CMS’ Center for Medicare and Medicaid Innovation on Thursday signed off on a three-year extension of the Comprehensive Care for Joint Replacement model.
It will now last through the end of 2024. The final rule changes the definition of an episode to include outpatient hip and knee replacements, modifies how the agency calculates target prices and reduces the number of reconciliation periods from two to one. It also makes changes to beneficiary notice requirements, gainsharing caps and the appeals process. Regulators expect the extension to save the Medicare program about $217 million over three years.
In addition to extending the CJR model, the final rule makes permanent a three-month extension of the model’s fifth performance year, which will now end March 31. It was initially slated to end at the end of 2020. The rule solidified COVID-19 related flexibilities for the model’s fifth performance year and new diagnostic related groupings for hip and knee procedures.

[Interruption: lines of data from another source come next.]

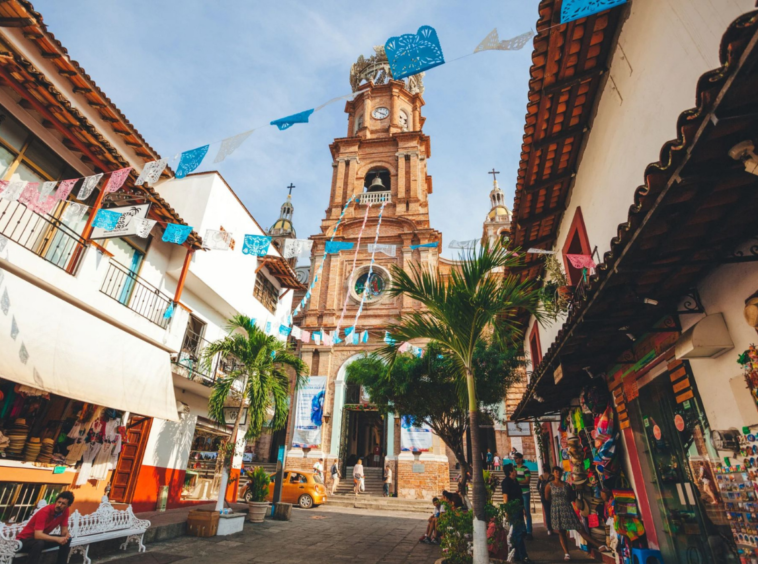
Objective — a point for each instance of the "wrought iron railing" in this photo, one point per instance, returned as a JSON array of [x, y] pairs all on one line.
[[140, 296], [189, 361], [45, 236], [376, 197]]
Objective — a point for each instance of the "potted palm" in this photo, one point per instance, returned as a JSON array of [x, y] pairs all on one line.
[[256, 493], [255, 380]]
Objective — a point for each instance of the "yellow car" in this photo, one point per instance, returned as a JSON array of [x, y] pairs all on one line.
[[305, 489]]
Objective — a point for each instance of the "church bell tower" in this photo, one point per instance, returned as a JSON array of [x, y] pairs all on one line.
[[379, 167]]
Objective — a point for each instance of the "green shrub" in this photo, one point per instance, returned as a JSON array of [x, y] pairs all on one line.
[[259, 481]]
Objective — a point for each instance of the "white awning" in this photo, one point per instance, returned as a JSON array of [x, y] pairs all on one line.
[[78, 355]]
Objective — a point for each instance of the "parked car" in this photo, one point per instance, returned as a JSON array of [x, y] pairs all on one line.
[[300, 488]]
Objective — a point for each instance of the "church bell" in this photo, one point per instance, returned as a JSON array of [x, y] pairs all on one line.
[[376, 185]]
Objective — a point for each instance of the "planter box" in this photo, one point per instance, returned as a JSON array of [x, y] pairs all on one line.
[[230, 524], [202, 523]]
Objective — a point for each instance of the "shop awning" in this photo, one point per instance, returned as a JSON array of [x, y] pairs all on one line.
[[75, 354], [694, 211]]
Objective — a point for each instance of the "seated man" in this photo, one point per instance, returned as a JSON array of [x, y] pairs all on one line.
[[432, 536], [35, 536]]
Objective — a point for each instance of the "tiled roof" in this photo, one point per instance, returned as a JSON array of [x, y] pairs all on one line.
[[696, 207], [568, 67]]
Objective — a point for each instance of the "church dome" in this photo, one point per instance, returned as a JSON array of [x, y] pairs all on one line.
[[498, 213]]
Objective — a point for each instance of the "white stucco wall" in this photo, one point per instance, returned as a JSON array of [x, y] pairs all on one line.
[[663, 49], [725, 292]]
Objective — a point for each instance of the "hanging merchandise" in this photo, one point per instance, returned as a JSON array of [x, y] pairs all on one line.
[[296, 247], [29, 194], [12, 190], [117, 179], [23, 354], [352, 269], [73, 213], [256, 245], [151, 172], [411, 54], [88, 186], [217, 240], [190, 160], [492, 42], [143, 226], [231, 144], [106, 219], [175, 233], [5, 302], [575, 9], [289, 121], [581, 261]]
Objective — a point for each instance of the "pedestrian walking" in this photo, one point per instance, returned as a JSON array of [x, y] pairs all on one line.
[[387, 480], [562, 515], [335, 472], [358, 477], [512, 492], [36, 535], [545, 478], [524, 477], [318, 468]]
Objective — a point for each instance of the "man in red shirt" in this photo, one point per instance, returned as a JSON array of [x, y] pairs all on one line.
[[35, 536]]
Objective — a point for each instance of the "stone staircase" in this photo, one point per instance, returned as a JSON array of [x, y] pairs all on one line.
[[499, 490], [373, 480]]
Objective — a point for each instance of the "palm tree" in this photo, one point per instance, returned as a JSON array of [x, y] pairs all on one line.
[[255, 376], [480, 300]]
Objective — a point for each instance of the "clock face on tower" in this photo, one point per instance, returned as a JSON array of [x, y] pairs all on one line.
[[380, 113], [373, 284]]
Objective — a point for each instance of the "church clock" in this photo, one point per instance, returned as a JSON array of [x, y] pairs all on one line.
[[373, 284]]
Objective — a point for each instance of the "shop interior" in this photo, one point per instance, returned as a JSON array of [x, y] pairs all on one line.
[[42, 430]]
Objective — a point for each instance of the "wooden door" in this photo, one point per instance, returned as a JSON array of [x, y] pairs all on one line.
[[124, 480]]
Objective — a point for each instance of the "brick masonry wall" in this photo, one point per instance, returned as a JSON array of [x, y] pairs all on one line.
[[422, 485]]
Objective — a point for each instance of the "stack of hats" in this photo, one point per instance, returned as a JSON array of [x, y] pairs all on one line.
[[46, 452], [31, 452], [17, 435]]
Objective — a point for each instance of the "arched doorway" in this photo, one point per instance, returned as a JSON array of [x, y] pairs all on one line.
[[358, 431]]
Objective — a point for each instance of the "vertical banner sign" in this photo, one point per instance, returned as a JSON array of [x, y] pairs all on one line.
[[309, 413], [412, 438]]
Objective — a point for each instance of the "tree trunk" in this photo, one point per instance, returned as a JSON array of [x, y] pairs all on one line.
[[481, 554], [228, 467]]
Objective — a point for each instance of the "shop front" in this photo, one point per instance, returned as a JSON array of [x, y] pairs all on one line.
[[50, 443]]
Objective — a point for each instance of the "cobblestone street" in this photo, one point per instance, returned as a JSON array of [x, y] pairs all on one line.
[[316, 536]]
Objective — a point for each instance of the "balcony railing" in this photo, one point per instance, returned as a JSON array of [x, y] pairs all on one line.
[[376, 197], [140, 296], [189, 361], [45, 236]]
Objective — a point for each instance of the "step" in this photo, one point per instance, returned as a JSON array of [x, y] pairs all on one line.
[[380, 503]]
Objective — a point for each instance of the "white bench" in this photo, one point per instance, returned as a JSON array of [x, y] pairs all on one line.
[[104, 524]]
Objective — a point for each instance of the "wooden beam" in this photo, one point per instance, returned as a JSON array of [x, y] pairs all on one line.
[[183, 274], [16, 22]]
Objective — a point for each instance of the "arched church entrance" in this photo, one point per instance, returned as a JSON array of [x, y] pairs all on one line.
[[359, 432]]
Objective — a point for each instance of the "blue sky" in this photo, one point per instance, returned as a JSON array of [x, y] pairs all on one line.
[[188, 72]]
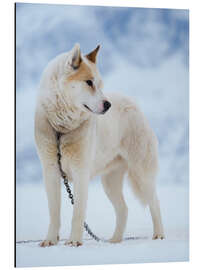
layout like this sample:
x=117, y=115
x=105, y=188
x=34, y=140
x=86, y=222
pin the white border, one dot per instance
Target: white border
x=196, y=130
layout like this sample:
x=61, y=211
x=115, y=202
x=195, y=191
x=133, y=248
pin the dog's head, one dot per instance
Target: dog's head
x=82, y=83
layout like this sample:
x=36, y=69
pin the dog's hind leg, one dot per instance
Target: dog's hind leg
x=113, y=184
x=144, y=189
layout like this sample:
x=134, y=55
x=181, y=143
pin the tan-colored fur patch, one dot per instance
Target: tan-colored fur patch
x=82, y=74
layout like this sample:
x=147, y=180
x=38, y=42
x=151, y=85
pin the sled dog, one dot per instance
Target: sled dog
x=103, y=135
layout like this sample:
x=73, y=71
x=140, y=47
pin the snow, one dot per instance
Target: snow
x=144, y=54
x=32, y=222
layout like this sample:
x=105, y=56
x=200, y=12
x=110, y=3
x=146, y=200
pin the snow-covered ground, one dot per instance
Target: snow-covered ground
x=32, y=222
x=144, y=54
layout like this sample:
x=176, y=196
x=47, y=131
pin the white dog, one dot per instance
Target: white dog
x=105, y=135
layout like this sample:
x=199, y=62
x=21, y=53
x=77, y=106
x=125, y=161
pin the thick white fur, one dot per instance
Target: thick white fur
x=118, y=142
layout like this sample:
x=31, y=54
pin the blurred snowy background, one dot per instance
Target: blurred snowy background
x=144, y=54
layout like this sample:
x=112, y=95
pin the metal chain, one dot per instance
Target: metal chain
x=65, y=181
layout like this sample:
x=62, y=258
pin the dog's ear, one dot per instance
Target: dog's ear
x=76, y=57
x=92, y=56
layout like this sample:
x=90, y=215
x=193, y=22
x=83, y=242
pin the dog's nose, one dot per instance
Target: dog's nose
x=107, y=105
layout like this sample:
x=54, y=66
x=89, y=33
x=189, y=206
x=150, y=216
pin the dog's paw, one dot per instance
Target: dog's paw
x=48, y=243
x=115, y=240
x=73, y=243
x=157, y=236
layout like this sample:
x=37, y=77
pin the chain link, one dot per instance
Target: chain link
x=68, y=189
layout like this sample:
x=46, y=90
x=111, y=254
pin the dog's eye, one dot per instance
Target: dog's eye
x=89, y=82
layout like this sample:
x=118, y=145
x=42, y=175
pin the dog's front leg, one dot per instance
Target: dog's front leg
x=80, y=182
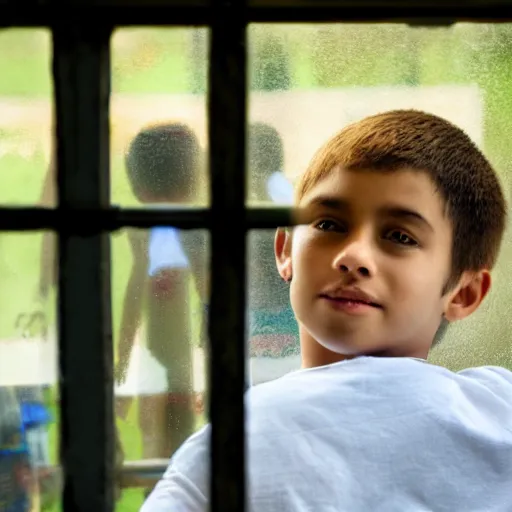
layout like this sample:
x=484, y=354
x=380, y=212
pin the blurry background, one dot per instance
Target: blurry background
x=307, y=81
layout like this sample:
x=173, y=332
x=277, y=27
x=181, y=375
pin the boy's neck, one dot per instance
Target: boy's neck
x=313, y=354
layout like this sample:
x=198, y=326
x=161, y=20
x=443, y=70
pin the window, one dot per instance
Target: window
x=423, y=59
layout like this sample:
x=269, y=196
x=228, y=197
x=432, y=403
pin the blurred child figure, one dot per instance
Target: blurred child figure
x=163, y=164
x=273, y=336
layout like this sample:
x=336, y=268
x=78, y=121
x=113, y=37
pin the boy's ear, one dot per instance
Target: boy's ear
x=283, y=252
x=467, y=296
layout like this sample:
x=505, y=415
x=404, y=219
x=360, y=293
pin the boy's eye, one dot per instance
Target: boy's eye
x=399, y=237
x=327, y=225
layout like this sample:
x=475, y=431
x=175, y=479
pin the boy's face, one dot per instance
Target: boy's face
x=369, y=268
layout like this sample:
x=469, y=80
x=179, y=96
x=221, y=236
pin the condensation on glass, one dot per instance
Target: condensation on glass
x=308, y=81
x=159, y=292
x=29, y=471
x=159, y=83
x=26, y=120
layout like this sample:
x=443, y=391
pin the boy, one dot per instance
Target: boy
x=163, y=164
x=401, y=222
x=273, y=332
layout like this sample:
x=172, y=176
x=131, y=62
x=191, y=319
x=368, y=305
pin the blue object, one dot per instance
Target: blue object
x=34, y=415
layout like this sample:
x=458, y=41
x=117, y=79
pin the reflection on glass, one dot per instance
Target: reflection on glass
x=158, y=81
x=159, y=291
x=309, y=81
x=29, y=476
x=25, y=123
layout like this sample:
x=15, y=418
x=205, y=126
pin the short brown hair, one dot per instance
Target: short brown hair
x=163, y=160
x=411, y=139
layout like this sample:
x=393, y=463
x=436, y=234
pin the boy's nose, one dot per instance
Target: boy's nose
x=355, y=258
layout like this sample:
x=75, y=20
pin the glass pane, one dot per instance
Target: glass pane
x=309, y=81
x=273, y=337
x=159, y=286
x=158, y=117
x=29, y=472
x=26, y=120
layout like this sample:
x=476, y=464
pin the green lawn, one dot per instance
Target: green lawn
x=157, y=60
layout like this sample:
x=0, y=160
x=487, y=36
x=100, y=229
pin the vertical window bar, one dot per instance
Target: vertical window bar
x=227, y=116
x=81, y=70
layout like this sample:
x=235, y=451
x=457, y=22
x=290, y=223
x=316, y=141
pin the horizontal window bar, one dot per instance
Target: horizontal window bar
x=200, y=12
x=89, y=221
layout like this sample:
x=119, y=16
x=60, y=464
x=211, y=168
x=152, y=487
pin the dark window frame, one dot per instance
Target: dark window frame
x=84, y=217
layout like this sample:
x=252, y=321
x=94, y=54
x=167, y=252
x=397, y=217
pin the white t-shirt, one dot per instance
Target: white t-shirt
x=370, y=434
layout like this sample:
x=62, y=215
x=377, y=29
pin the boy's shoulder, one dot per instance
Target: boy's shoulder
x=384, y=379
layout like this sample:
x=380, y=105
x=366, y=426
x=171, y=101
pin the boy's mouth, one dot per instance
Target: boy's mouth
x=350, y=297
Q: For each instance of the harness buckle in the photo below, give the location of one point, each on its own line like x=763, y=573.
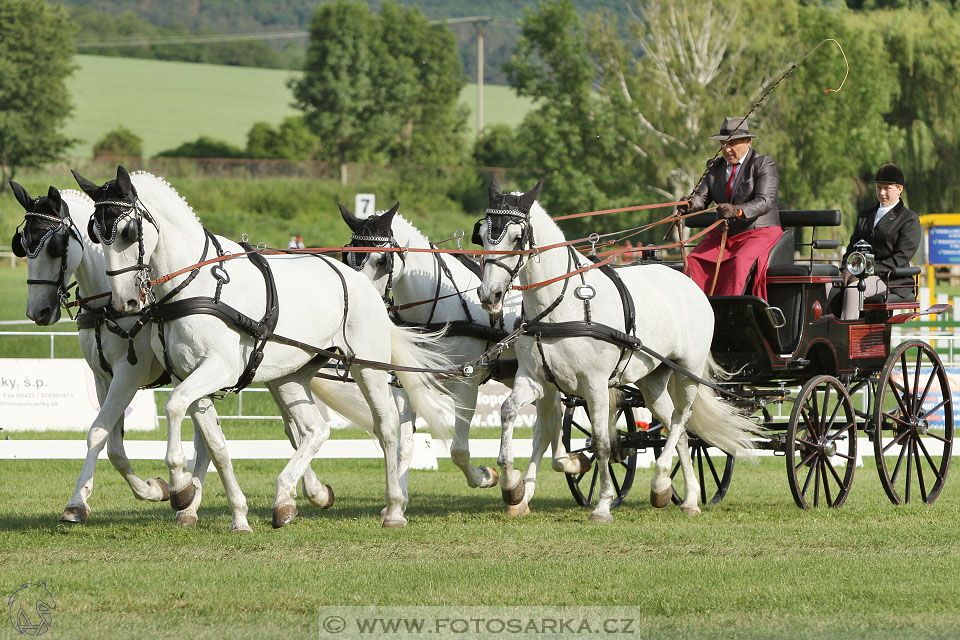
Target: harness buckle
x=585, y=292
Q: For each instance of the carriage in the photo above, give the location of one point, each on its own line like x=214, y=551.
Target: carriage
x=814, y=384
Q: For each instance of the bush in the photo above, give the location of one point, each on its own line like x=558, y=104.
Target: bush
x=120, y=142
x=204, y=147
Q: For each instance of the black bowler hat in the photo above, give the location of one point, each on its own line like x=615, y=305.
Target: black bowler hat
x=733, y=129
x=890, y=174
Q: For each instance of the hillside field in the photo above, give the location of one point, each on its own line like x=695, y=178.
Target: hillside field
x=168, y=103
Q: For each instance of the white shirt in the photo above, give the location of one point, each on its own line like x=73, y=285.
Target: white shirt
x=882, y=211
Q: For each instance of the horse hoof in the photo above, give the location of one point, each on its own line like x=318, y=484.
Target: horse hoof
x=660, y=500
x=164, y=488
x=394, y=522
x=182, y=499
x=515, y=494
x=330, y=498
x=185, y=519
x=491, y=477
x=75, y=515
x=518, y=510
x=283, y=514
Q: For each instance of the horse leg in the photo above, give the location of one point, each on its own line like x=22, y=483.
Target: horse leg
x=373, y=384
x=598, y=404
x=293, y=395
x=319, y=494
x=525, y=391
x=684, y=392
x=654, y=390
x=465, y=393
x=187, y=516
x=407, y=426
x=210, y=375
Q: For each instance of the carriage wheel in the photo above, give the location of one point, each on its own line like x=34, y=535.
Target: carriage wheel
x=821, y=444
x=714, y=470
x=584, y=486
x=913, y=422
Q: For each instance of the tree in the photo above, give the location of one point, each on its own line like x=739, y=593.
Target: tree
x=36, y=50
x=120, y=142
x=292, y=140
x=381, y=87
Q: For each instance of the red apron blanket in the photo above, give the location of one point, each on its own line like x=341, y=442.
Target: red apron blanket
x=740, y=253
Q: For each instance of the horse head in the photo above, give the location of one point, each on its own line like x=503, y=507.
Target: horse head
x=118, y=223
x=375, y=231
x=53, y=248
x=505, y=227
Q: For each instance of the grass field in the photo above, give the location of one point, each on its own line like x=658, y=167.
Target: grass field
x=168, y=103
x=752, y=567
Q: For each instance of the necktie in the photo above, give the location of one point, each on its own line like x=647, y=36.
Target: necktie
x=733, y=175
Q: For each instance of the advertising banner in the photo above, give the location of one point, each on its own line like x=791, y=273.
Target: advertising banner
x=40, y=394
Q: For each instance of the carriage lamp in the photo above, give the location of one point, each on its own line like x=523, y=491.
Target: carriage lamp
x=860, y=262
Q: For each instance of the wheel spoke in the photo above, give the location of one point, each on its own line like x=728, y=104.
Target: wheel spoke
x=916, y=454
x=897, y=439
x=898, y=397
x=909, y=470
x=806, y=483
x=826, y=483
x=713, y=469
x=930, y=461
x=916, y=380
x=806, y=461
x=834, y=472
x=593, y=484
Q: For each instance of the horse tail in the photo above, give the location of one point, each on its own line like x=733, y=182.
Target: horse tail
x=430, y=400
x=344, y=398
x=719, y=423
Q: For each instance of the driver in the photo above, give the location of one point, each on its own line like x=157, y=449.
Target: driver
x=744, y=184
x=892, y=230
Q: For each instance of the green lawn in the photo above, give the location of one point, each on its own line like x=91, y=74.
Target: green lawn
x=752, y=567
x=168, y=103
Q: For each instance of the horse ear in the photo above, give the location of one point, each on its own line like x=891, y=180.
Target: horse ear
x=527, y=199
x=493, y=191
x=22, y=196
x=352, y=221
x=88, y=187
x=388, y=215
x=124, y=182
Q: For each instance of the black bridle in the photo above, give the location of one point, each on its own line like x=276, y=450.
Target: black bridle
x=358, y=259
x=498, y=221
x=132, y=232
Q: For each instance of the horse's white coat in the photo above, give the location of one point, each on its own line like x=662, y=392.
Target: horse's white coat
x=207, y=355
x=114, y=392
x=415, y=279
x=674, y=318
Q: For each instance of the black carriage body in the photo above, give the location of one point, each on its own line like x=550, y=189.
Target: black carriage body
x=795, y=335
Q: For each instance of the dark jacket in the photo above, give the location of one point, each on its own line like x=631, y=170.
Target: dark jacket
x=895, y=240
x=754, y=191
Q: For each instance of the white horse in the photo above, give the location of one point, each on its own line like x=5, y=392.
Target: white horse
x=439, y=290
x=674, y=319
x=57, y=250
x=319, y=304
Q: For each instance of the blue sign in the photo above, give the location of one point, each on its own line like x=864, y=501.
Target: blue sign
x=944, y=247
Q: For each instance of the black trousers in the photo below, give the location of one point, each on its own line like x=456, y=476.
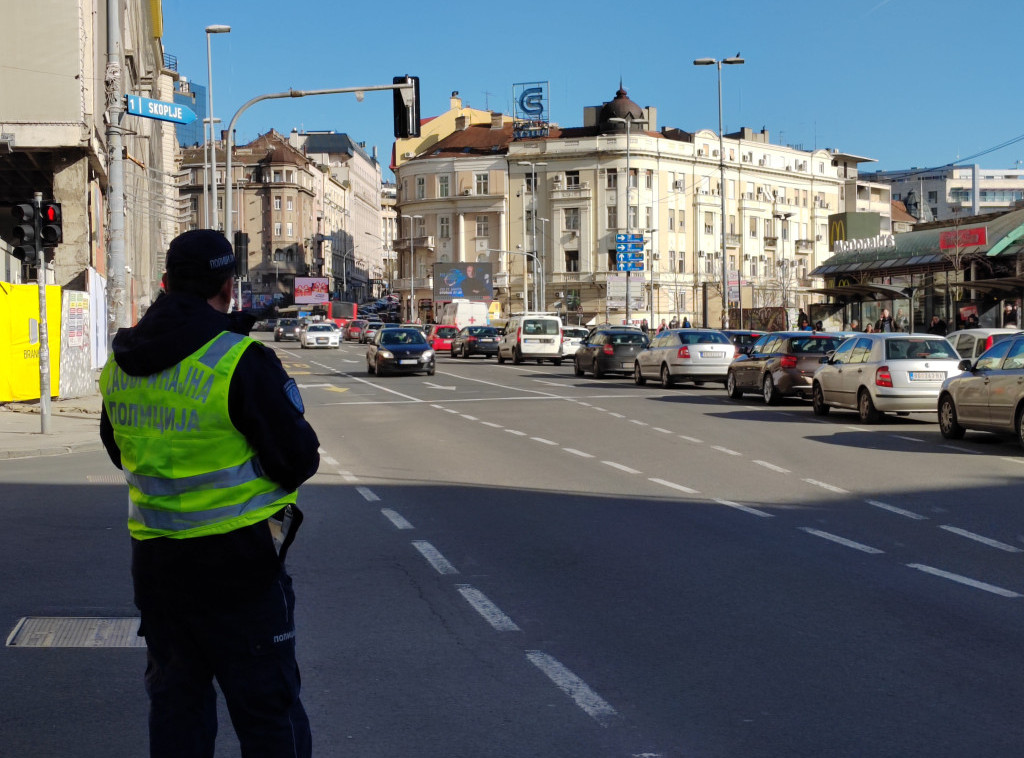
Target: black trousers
x=250, y=650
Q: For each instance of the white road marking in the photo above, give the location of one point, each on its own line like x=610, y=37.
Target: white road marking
x=591, y=703
x=965, y=580
x=894, y=509
x=773, y=467
x=576, y=452
x=744, y=508
x=674, y=486
x=841, y=541
x=396, y=518
x=825, y=486
x=438, y=561
x=492, y=614
x=620, y=466
x=983, y=540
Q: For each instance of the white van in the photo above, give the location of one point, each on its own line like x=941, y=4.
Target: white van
x=531, y=337
x=462, y=312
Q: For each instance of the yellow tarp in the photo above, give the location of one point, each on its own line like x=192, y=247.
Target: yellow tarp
x=19, y=340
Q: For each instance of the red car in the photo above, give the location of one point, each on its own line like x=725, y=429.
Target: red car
x=440, y=336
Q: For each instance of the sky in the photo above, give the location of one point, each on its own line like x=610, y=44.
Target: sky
x=909, y=83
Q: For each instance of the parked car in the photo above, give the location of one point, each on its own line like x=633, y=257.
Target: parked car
x=779, y=365
x=287, y=329
x=988, y=394
x=885, y=372
x=400, y=350
x=321, y=335
x=439, y=336
x=572, y=337
x=610, y=350
x=685, y=354
x=475, y=341
x=970, y=343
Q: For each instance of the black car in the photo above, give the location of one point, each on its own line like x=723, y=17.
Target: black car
x=400, y=350
x=611, y=350
x=475, y=341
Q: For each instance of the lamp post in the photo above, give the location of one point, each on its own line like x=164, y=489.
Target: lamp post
x=539, y=294
x=733, y=60
x=211, y=149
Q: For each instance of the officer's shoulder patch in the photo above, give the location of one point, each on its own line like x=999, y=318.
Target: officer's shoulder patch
x=292, y=392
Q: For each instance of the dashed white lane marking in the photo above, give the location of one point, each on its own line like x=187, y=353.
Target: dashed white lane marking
x=826, y=486
x=983, y=540
x=773, y=467
x=396, y=518
x=367, y=494
x=620, y=466
x=728, y=452
x=674, y=486
x=894, y=509
x=591, y=703
x=841, y=541
x=438, y=561
x=576, y=452
x=492, y=614
x=965, y=580
x=744, y=508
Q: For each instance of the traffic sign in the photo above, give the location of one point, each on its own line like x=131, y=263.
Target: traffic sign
x=150, y=109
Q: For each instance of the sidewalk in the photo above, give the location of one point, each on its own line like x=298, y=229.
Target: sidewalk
x=74, y=427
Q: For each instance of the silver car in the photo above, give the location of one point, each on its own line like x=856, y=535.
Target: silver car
x=989, y=394
x=697, y=355
x=884, y=372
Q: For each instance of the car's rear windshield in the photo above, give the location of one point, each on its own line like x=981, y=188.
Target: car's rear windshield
x=814, y=344
x=540, y=326
x=919, y=347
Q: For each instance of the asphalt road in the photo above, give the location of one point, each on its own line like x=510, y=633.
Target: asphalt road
x=508, y=560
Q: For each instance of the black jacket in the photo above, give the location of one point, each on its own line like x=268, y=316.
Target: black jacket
x=222, y=569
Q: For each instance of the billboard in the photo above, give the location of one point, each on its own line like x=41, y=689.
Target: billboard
x=466, y=280
x=310, y=290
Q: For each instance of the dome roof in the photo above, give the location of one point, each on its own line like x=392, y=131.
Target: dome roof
x=620, y=108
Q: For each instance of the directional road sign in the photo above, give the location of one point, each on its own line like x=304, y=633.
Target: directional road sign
x=150, y=109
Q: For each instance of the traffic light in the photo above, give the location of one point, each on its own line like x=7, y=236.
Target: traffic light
x=407, y=108
x=51, y=224
x=26, y=233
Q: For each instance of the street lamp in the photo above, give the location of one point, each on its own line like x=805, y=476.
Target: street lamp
x=539, y=293
x=210, y=154
x=733, y=60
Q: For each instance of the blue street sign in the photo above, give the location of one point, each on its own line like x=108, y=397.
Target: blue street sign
x=150, y=109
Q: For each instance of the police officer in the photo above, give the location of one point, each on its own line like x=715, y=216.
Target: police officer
x=211, y=435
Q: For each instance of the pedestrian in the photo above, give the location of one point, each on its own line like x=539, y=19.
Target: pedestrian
x=210, y=432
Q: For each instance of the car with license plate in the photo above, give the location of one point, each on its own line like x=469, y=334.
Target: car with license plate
x=987, y=394
x=321, y=335
x=399, y=350
x=779, y=365
x=696, y=355
x=475, y=341
x=884, y=372
x=607, y=351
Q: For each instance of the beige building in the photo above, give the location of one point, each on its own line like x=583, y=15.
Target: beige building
x=470, y=195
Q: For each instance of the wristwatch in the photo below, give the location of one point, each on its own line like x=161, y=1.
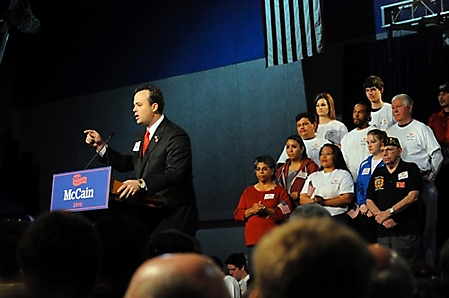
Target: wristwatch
x=142, y=183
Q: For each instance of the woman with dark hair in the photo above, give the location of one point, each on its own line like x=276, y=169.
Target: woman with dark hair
x=264, y=204
x=329, y=127
x=297, y=168
x=332, y=186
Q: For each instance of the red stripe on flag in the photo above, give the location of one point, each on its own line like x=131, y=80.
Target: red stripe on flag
x=292, y=30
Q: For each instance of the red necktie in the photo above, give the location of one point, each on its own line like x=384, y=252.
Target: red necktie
x=146, y=141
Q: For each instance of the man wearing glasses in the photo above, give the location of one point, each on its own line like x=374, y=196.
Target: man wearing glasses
x=237, y=266
x=381, y=115
x=421, y=147
x=392, y=197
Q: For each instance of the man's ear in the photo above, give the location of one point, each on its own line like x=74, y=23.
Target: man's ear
x=255, y=293
x=155, y=107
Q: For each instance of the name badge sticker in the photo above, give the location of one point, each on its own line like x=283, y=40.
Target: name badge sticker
x=269, y=196
x=403, y=175
x=302, y=175
x=400, y=184
x=136, y=146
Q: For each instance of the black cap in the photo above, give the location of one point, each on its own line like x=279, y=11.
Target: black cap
x=444, y=87
x=391, y=141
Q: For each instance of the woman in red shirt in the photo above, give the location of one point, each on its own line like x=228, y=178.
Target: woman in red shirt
x=262, y=205
x=298, y=167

CMMI originally planned to continue the model through 2023. But it scuttled those plans in light of the COVID-19 pandemic, which wreaked havoc on the healthcare system. Policymakers waived or delayed several reporting and value-based payment requirements in response, but those exceptions will begin to draw to close alongside the public health emergency.
The CJR model is supposed to test if bundled payments and quality measurements for hip and knee replacements cause providers to boost quality and coordinate care from the first hospitalization and throughout the recovery period.